The view far, far ahead, towards the beehive, is similar to our vision and hope for when we land a job. Yes, we have to pay attention to immediate needs (bills), and to the tactics we employ, but we also have to know what we are looking for. When we stop looking to the future, when we lose (or give up) hope, we forget the why. The tactics become less meaningful, we don’t value ourselves correctly, and we shoot lower than we should. Having a vision, and having hope, helps us have spirit and purpose in all that we do. It helps us weather the very difficult lows (like rejections) in our job search, knowing that there is definitely, indeed, something better out there for us.

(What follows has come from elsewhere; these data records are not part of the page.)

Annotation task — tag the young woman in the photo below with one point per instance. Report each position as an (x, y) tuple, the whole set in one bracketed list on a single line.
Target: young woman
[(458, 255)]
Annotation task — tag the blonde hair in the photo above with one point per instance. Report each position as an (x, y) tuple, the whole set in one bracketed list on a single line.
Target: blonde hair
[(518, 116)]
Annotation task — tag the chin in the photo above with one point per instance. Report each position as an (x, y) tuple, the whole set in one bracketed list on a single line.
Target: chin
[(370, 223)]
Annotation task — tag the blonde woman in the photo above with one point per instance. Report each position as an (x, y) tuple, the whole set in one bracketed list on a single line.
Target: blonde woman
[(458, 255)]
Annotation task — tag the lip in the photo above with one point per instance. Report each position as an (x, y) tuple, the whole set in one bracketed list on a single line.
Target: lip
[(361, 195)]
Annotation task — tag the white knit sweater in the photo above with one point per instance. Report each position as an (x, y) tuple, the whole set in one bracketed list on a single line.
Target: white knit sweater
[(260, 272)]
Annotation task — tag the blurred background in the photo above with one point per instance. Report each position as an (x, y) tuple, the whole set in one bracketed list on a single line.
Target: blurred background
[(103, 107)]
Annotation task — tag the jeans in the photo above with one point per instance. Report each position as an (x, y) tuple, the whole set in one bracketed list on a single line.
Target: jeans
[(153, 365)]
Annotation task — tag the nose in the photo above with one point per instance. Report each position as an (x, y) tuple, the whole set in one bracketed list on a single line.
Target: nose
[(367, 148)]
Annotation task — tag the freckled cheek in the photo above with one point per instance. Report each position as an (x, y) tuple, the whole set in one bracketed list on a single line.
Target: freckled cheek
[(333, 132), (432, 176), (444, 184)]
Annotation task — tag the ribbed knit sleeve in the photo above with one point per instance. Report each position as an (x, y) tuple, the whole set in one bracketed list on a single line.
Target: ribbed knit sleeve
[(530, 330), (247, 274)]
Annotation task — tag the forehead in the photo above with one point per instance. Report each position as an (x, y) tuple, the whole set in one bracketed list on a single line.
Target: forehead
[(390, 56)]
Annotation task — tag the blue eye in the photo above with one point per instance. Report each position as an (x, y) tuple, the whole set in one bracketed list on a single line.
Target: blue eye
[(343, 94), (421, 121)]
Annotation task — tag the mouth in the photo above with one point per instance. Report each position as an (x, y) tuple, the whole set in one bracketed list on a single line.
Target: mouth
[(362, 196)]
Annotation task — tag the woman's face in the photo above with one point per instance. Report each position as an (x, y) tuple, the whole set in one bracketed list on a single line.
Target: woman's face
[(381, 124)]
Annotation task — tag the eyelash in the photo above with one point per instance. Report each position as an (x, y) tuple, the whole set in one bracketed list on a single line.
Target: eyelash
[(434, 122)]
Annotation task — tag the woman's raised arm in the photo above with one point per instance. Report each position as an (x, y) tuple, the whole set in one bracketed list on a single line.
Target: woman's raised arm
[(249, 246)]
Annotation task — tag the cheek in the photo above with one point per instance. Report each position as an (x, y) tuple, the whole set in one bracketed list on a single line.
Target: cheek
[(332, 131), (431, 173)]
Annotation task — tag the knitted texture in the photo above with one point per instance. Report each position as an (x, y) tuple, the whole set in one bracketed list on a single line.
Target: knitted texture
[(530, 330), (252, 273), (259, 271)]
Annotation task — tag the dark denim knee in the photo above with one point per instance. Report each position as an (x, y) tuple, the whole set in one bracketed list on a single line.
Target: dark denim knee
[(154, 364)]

Saturday, when I was first experiencing all of this, I was thinking about how important it was to look out, past the mesh, and focus on the future, but as I’ve thought about it, I’ve realized that focusing on any of the three, at the right time, is what’s really important. Don’t ignore one or two of these things because they are hard or uncomfortable… take care of all three.
4 thoughts on “The Job Search and The Beekeeper #Vision and #Hope”
I’m also curious what the beehive problem and solution are.
The job perspectives are important and we all do get messed up with our focus. This is a good way to explain that.
Ah, I’m glad you asked 🙂 When we first put the bees in we left out two of the slats where the bees would make their honeycomb. So, as industrious and impatient as bees are, they simply made super awesome honeycomb just hanging down from the lid… very smart, but not good for me.
By the time I got back into the hive to remove those two combs, the two became three, and they were HEAVY with honey… and the broke off of the lid 🙁 So now I had three full honeycombs that were kind of laying in the hive…
My cousin came over to help me clean that all out, and then we would put the two slats in there, but the problem was that the queen was (99% likely) in there, laying eggs, and we didn’t want to mess with her. So, we really just did some very light cleanup, left the honeycombs there (they were still functional), and made the plan to put another box on top of this one (which they’ll need apparently to survive the winter), move the honeycombs that were on slats into the new box, put in a bunch of empty ones, and just leave “the mess” as is.
This should leave the queen undisturbed and provide a great environment for the bees to have a successful winter. Here’s hoping that works!!
In the meanwhile, our mistakes have yielded some yummy honey that we didn’t think we would get to try until a few months from now. And I’m learning every week 🙂
Thanks. So much to learn about how this works.